Same here. Keras has an issue opened on github
github.com/keras-team/keras/issues/9822
You might use this for tf version 1.9.0
model.add(tf.keras.layers.Flatten(input_shape=x_train.shape[1:]))
change the first line in the model to this : model.add(tf.keras.layers.Flatten(input_shape=x_train[0].shape))
Check this stackoverflow.com/questions/52664110/attributeerror-sequential-object-has-no-attribute-output-names/53980337#53980337
As per the changing to "keras" from "tensorflow.keras", just remove the "tensorflow."part and rest is the same
11:44 you add 128 units in the dense layer. I am just barely learning neural networks. Why did you pick 128 units? Or more generally, what happens to the outcome if you pick more or less units? Also, Why do you have more than one layer? What is the effect of adding more and more layers? What does it actually do?
Yoooooooo this is amazing
for those who are on an AMD GPU
to install Tensorflow follow these steps:
1) create a virtual environment with python 3.6
2) pip install tensorflow-directml
3) write code as:
import tensorflow as tf
DML_VISIBLE_DEVICES="0"
#now your code here
whenever i do the part of
predictions = new_model.predict([x_test])
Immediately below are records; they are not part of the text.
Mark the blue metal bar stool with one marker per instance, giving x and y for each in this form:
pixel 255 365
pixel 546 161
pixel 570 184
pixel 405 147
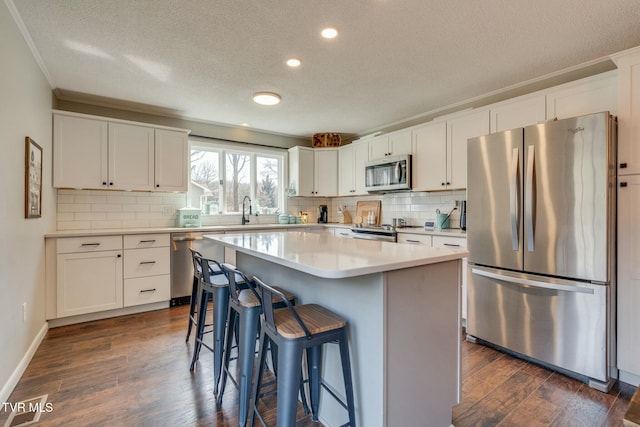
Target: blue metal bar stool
pixel 215 288
pixel 296 330
pixel 245 307
pixel 196 291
i get the following error: 'list' object has no attribute 'shape'
i'm following the exact same steps as you did and i was carefull with any typos
what worked for me was removing the brackets around x_test:
predictions = new_model.predict(x_test)
Yea, it works after I removed [ ]. I am confused that Sentdex emphasizes that should put ([test]) not (test) in the video. No idea why his code doesn't work for my python environment....
@@SmartieEdits
This has helped me understand how deep learning using neural networks works. How to use tensorflow, keras & python libraries on jupyter.